Learning Visual Feature Spaces for Robotic Manipulation with Deep Spatial Autoencoders

Chelsea Finn, Xin Yu Tan, Yan Duan, Trevor Darrell, Sergey Levine, Pieter Abbeel

Abstract - Reinforcement learning provides a powerful and flexible framework for automated acquisition of robotic motion skills. However, applying reinforcement learning requires a sufficiently detailed representation of the state, including the configuration of task-relevant objects. We present an approach that automates state-space construction by learning a state representation directly from camera images. Our method uses a deep spatial autoencoder to acquire a set of feature points that describe the environment for the current task, such as the positions of objects, and then learns a motion skill with these feature points using an efficient reinforcement learning method based on local linear models.

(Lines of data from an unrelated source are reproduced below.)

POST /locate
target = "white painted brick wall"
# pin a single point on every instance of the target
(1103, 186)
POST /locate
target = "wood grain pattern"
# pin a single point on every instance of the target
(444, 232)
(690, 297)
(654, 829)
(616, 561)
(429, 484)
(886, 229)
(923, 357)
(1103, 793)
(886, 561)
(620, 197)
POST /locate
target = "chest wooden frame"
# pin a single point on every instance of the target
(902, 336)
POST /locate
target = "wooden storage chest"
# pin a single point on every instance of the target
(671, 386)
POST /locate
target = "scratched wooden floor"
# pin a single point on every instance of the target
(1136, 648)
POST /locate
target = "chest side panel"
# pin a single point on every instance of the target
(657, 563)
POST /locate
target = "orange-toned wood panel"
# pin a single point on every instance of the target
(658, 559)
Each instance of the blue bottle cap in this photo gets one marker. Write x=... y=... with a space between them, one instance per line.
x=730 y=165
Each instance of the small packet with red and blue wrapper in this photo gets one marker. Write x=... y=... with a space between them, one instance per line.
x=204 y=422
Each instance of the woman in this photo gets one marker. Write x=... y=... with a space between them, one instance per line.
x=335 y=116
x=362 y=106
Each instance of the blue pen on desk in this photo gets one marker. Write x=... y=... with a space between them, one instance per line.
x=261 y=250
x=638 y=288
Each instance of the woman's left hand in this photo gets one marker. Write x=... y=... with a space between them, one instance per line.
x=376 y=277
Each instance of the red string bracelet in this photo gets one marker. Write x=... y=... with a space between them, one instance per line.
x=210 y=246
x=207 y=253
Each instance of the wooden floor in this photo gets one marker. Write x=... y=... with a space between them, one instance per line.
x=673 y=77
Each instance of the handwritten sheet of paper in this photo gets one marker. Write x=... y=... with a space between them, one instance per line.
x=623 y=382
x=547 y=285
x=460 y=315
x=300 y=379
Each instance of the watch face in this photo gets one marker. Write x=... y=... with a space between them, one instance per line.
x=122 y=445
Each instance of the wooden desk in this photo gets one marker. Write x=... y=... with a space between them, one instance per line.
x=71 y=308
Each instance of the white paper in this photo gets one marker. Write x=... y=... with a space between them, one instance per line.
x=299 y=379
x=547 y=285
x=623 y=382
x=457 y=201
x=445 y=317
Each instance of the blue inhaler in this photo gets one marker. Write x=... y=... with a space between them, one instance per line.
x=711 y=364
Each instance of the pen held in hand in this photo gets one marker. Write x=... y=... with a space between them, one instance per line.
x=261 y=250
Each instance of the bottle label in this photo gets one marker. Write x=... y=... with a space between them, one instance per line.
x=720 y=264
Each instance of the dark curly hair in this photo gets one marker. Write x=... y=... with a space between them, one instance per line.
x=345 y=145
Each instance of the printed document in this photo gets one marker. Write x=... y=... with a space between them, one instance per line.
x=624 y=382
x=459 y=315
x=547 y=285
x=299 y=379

The resulting controller reacts continuously to the learned feature points, allowing the robot to dynamically manipulate objects in the world with closed-loop control. We demonstrate our method with a PR2 robot on tasks that include pushing a free-standing toy block, picking up a bag of rice using a spatula, and hanging a loop of rope on a hook at various positions. In each task, our method automatically learns to track task-relevant objects and manipulate their configuration with the robot's arm.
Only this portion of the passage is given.